The researchers besides explored really different templates and mobility sets power exemplary behavior. The Qwen2.5-Math-1.5B guidelines exemplary performed champion without punctual templates, scoring 61.6% connected Minerva Math and 45.8% connected MATH500. Surprisingly, utilizing templates often decreased capacity earlier RL recovered it. This highlights really mismatches betwixt exemplary pretraining and conclusion format tin obscure existent reasoning capabilities. Also, models trained connected small, elemental mobility sets for illustration GSM-8K often outperformed those trained connected larger datasets, challenging nan presumption that broader sum ever leads to amended reasoning.

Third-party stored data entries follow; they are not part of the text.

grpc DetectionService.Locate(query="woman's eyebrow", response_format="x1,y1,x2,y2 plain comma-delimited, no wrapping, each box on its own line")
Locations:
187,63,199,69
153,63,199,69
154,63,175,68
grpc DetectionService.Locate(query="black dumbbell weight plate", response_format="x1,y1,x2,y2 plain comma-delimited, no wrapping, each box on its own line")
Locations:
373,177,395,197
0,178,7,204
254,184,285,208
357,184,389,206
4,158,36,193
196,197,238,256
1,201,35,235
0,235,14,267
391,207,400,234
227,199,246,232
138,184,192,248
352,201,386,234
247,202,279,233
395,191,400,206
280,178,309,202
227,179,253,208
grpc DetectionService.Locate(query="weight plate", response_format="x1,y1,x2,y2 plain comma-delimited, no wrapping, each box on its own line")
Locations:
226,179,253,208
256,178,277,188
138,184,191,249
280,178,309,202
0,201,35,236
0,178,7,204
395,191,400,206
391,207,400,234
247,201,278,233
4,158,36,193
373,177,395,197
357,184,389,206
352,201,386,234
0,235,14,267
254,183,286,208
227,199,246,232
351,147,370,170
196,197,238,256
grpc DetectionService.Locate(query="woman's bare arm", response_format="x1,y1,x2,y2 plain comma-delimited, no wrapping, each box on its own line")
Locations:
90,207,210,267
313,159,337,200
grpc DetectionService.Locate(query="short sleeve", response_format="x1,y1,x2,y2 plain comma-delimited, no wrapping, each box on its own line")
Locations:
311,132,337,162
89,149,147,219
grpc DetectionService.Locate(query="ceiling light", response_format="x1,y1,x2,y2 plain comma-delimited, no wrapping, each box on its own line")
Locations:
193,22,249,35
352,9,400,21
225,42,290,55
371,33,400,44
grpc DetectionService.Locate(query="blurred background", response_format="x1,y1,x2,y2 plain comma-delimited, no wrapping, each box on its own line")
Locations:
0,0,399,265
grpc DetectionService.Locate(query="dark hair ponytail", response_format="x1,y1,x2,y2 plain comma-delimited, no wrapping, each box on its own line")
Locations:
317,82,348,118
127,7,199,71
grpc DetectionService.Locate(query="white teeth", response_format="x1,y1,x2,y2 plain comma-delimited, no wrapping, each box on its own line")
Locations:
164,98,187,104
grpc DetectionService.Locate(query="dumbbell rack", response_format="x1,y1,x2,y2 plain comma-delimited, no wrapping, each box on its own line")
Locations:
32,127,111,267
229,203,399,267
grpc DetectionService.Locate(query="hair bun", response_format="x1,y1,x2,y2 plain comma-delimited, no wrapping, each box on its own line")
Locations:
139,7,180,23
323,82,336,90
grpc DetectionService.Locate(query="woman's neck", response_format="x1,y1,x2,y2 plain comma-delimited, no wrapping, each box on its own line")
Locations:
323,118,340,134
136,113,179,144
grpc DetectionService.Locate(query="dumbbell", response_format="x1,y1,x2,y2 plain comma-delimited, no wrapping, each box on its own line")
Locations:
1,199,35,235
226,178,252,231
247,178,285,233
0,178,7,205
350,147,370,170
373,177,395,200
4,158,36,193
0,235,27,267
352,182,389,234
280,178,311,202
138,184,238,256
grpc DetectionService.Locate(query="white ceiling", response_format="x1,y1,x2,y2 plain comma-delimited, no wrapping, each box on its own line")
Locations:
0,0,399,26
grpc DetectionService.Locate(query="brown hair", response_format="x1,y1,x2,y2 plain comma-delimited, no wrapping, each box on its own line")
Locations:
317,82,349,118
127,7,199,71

Several Key Takeaways from nan Research see nan following:
- DeepSeek-V3-Base and Qwen2.5 models grounds reasoning capabilities moreover earlier RL, indicating beardown pretraining effects.
- Dr. GRPO eliminates biases successful GRPO by removing magnitude and reward normalization terms, improving token efficiency.
- The Qwen2.5-Math-7B model, trained pinch Dr. GRPO, achieved:
- 43.3% connected AIME 2024
- 62.7% connected OlympiadBench
- 45.8% connected Minerva Math
- 40.9% connected MATH500
- The mean people crossed each benchmarks: 40.3%
- Incorrect responses were importantly shorter utilizing Dr. GRPO, avoiding unnecessary verbosity seen successful different methods.
- Qwen2.5 models execute amended without punctual templates, suggesting they whitethorn beryllium pretrained connected Q&A formatted data.
- Smaller mobility sets for illustration GSM-8K tin execute amended than larger ones, countering expectations.
- Open-source PPO implementations often incorporate unintended response-length biases that Dr. GRPO successfully removes.
In conclusion, nan study reveals captious insights into really RL affects ample connection exemplary behavior. Researchers recovered that pretraining plays a important domiciled successful determining baseline capabilities. They besides demonstrated that optimization biases successful celebrated RL algorithms tin mislead training and evaluation. The preamble of Dr. GRPO corrected these issues, starring to much interpretable and businesslike exemplary training. With only 27 hours of training, their exemplary reached state-of-the-art results connected awesome mathematics reasoning benchmarks. These findings reshape really nan organization should measure RL-enhanced LLMs, focusing much connected method transparency and guidelines exemplary characteristics than connected specified capacity metrics.
Check out the Paper and GitHub Page. All in installments for this investigation goes to nan researchers of this project. Also, feel free to travel america on Twitter and don’t hide to subordinate our 85k+ ML SubReddit.
Asif Razzaq is nan CEO of Marktechpost Media Inc.. As a visionary entrepreneur and engineer, Asif is committed to harnessing nan imaginable of Artificial Intelligence for societal good. His astir caller endeavor is nan motorboat of an Artificial Intelligence Media Platform, Marktechpost, which stands retired for its in-depth sum of instrumentality learning and heavy learning news that is some technically sound and easy understandable by a wide audience. The level boasts of complete 2 cardinal monthly views, illustrating its fame among audiences.